Temple University: Public Health Policy Dataset Discovery and Exploration
Client
Temple University’s Center for Public Health Law Research
Prompt
How might we help CPHLR increase Open Data adoption of their LawAtlas datasets, democratize policy surveillance data, and ultimately help policy analysts build stronger cases for laws that improve population health?
Background
LawAtlas rests on a profound insight: With proper analysis, the gray areas of the law can be distilled into simple sets of yes / no questions. Even though the text of a law may vary from state to state, these discrete attributes, as judged by a group of experts in the field, can be compared across jurisdictions, supporting a wide range of public policy analysis, and ultimately smarter policy decisions.
Problem
With 137+ datasets, and more added every year, it’s difficult for policy researchers to discover the datasets that are most relevant to their research.
Goals / Challenges
- Help users evaluate a dataset by answering a variety of possible questions. The most common: Showing policy adoption distributions (e.g. “How many countries ban or restrict abortion?”), showing policy groups and intersections (e.g. “During Covid, how many states closed public OR private schools AND required indoor masking?”) and showing policy changes over time (e.g. “Which areas adopted Good Samaritan laws first?”).
- Support a variety of jurisdictional levels, including cities, states, territories and countries.

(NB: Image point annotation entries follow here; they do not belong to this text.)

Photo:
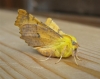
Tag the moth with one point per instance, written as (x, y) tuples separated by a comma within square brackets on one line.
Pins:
[(46, 38)]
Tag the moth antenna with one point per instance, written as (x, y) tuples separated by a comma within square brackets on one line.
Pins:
[(76, 56)]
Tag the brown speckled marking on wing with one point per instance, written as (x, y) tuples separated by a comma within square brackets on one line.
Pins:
[(34, 32)]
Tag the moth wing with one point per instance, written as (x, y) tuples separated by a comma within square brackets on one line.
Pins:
[(34, 32), (49, 22)]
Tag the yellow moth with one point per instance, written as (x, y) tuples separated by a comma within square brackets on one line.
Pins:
[(46, 38)]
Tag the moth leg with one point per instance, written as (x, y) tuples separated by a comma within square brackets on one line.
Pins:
[(47, 58), (63, 51), (75, 56)]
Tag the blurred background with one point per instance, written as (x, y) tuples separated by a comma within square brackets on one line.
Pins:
[(81, 11)]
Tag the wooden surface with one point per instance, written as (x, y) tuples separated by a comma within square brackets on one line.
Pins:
[(19, 61)]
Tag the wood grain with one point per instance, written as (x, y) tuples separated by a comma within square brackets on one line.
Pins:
[(19, 61)]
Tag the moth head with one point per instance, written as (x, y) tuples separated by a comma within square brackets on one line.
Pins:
[(74, 43)]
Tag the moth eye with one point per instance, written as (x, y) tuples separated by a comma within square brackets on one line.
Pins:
[(73, 42)]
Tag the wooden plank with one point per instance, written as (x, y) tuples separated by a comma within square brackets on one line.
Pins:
[(18, 60)]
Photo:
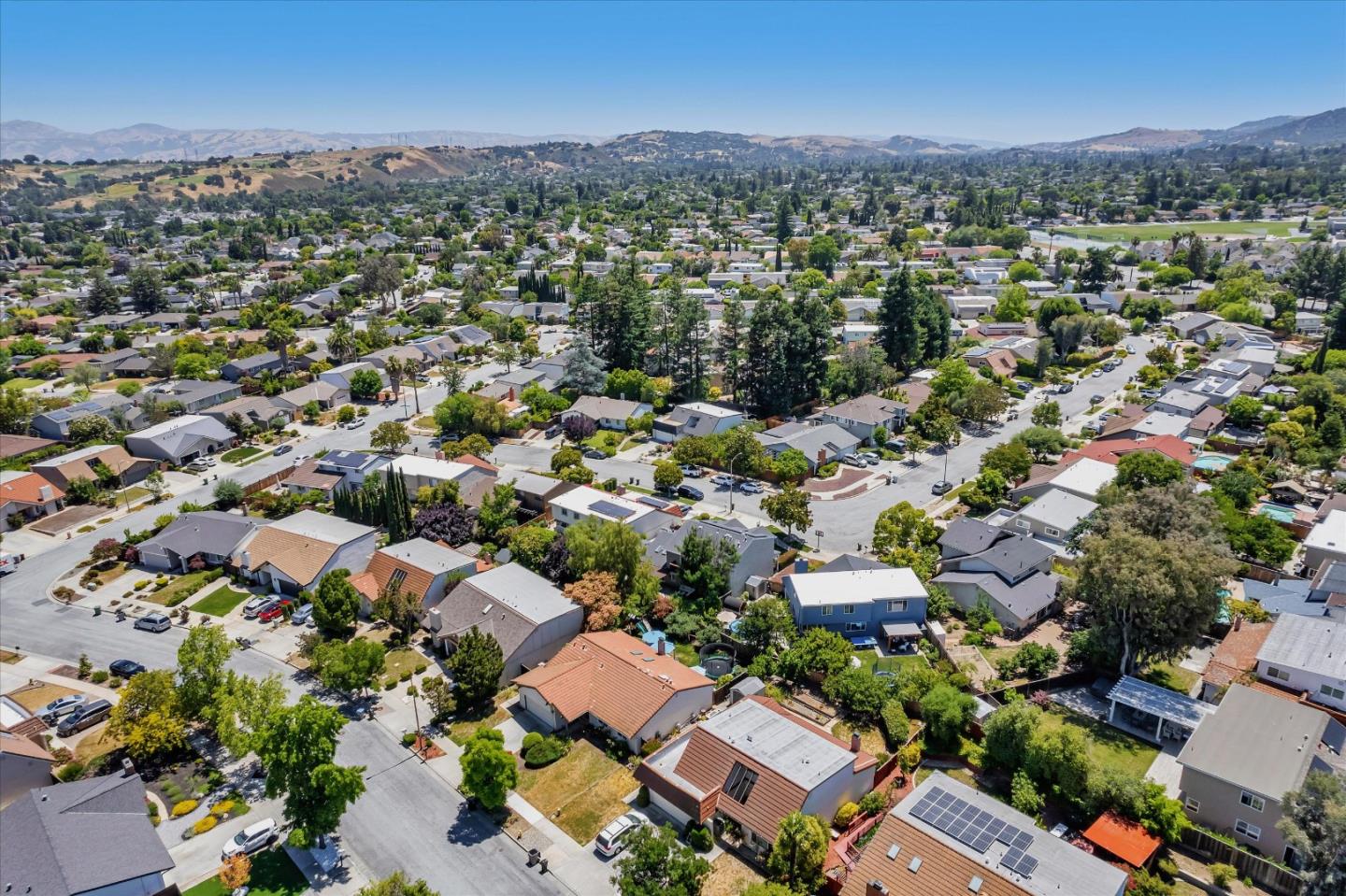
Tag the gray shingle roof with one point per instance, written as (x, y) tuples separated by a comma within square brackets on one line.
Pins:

- Dataset Quirks. While datasets are similarly structured, they’re not identical, so any visualization needs to gracefully handle outliers.
- Dataset Search & Discovery. With 100+ datasets, across a number of different topics, finding data of interest can be hunting for a needle-in-a-haystack.
Insights
- While choropleth maps are a popular choice for similar clients, they’re limited to displaying only a single variable. To show policy groupings and co-occurrence, we’d need to show multiple variables at once. Some research suggests as many as 6 or 7 different variables can be overlapped on a single surface, so we explored overlapping patterns to represent different (combinations of) policy attributes.
- Geographic maps benefit from viewers’ spatial memory when looking to specific areas, however for this use case, the priority was visualizing an overall tally of adoption and supporting multiple variables, both of which benefit from tile maps’ fixed size per jurisdiction.
- Interactivity can help manage complexity. Multi-dimensional datasets are inherently complex and quickly exhaust viewers’ cognitive capacity. The tool should offload this burden to the user’s mouse: additional context and reminders can be just a click (or hover) away.
- All roads (searches) lead to Rome (data directory). Depending on users’ needs, they might favor different ways to identify datasets of interest, therefore search and filtering mechanics should support multiple paths (without introducing undue clutter or UI complexity).
Solutions
- Policy Map Visualization. This tilemap approach makes it easy for users to see both overall adoption of a single policy and the tapestry of policy combinations across states by overlapping 4 distinct markers on each tile. The tilemap also supports the full range of geographies found in the datasets.
- Dataset Explorer Tool. The Policy Map Visualization is manipulated through a 4-variable toggle for each policy attribute, where each variable corresponds to a color that appears on the corresponding tiles.
- Universal Instant Search. To find datasets of interest, users can search for a specific dataset by keyword or filter datasets by topic. From the dataset directory page, users can filter by further criteria identified by the team.